There are many hazards in a photography studio, some obvious, some not so, it is the photographer’s job to identify any potential hazards and minimize them (this is also true on location).
At the very least a short induction should be given to anyone visiting the studio for the first time, this could be verbal or a printed handout detailing potential hazards and information in the event of injury a first aid box should be made available and should the need to evacuate arise there should be an obvious unhindered route with a designated meeting point for all concerned when clear of the building. If there are many people on the shoot then a roll call should be kept in the instance of an evacuation.

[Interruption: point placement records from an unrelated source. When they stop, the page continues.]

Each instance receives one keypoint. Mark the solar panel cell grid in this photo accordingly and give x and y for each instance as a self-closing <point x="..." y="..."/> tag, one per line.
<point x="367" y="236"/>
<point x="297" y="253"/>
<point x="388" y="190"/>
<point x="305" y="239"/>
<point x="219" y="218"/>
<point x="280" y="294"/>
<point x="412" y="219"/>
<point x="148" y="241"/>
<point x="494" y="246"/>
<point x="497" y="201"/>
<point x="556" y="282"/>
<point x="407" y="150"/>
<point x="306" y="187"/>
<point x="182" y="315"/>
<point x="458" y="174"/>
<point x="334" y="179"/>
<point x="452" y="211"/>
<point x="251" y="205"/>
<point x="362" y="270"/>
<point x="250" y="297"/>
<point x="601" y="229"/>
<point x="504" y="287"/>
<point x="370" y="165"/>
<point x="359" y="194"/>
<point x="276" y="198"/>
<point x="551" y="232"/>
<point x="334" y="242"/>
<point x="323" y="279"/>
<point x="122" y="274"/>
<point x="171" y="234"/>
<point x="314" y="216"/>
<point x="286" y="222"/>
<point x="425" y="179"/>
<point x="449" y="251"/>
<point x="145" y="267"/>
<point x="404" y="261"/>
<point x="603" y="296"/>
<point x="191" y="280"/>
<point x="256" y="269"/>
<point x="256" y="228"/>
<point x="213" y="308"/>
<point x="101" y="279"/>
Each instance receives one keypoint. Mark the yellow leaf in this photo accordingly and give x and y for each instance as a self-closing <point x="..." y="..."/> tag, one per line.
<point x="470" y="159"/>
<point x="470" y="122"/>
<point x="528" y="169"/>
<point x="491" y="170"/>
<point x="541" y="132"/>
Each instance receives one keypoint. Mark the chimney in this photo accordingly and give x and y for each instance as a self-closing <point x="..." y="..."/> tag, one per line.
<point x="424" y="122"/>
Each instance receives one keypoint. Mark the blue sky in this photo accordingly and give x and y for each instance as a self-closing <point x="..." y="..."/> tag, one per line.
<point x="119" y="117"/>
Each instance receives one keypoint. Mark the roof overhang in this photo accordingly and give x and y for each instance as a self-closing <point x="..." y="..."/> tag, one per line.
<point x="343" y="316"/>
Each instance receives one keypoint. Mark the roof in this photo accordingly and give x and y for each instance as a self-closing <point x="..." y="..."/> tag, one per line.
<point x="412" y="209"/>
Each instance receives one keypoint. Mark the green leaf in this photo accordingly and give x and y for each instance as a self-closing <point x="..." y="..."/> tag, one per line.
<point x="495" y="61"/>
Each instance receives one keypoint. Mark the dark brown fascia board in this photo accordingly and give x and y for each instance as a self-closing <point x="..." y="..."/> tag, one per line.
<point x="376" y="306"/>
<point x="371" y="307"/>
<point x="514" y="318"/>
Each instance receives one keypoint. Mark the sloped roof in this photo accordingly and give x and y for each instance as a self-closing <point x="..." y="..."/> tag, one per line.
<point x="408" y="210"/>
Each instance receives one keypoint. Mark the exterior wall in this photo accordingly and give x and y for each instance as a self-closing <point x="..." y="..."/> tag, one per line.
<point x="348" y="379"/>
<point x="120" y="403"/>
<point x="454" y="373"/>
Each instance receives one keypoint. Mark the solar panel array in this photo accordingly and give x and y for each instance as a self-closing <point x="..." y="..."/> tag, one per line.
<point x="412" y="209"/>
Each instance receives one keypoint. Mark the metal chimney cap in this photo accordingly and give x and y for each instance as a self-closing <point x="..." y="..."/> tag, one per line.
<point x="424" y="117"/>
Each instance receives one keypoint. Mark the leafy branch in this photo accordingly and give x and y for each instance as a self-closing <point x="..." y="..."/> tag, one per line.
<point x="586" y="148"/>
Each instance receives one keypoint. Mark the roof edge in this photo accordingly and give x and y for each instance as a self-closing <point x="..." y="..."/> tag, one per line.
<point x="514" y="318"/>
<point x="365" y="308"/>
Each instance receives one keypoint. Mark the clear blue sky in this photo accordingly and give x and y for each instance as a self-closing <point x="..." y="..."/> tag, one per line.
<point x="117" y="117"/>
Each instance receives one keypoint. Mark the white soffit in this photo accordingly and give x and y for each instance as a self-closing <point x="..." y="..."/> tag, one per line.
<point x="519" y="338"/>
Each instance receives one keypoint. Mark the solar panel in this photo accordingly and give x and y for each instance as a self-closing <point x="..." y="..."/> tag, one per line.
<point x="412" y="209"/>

Lighting can be heavy, hot and powered by high voltages. a studio strobe can be mounted on a tripod or hung from a ceiling on a pantograph rail system, any lighting used should be
inspected for its electrical safety and noted if a PAT sticker is in date. Any lighting used should be switched off and allowed to cool down before being moved or disassembled. Therecan be wires trailing around to the lighting, mains and sometimes control cables. Where possible run cables along walls and use gaffers tape to secure cables to the floor where people might walk.
Care should always be taken when lifting anything heavy and assistance should be requested if needed. All objects raised from ground level should have adequate support provided to hold them in position and this should be
continually assessed during the shoot.
There are many trip hazards in a studio, lighting stands, tripods, and props can all be problematic, be sure to check that fittings are secured and there is enough space for everyone to move around safely, dependent on the requirement of the shoot there could be many people in a small space and each must be made aware of the dangers.
Outdoor shoots can produce even more problems than being in a controlled studio environment, inclement weather would cause electrical and slip hazards. For a professional location shoot, a pre-shoot reconnaissance should be scheduled and a risk assessment drawn up in advance highlighting any potential hazards.
Health and safety observation should be continuous and is the responsibility of everyone on the shoot to report any noted potential problems.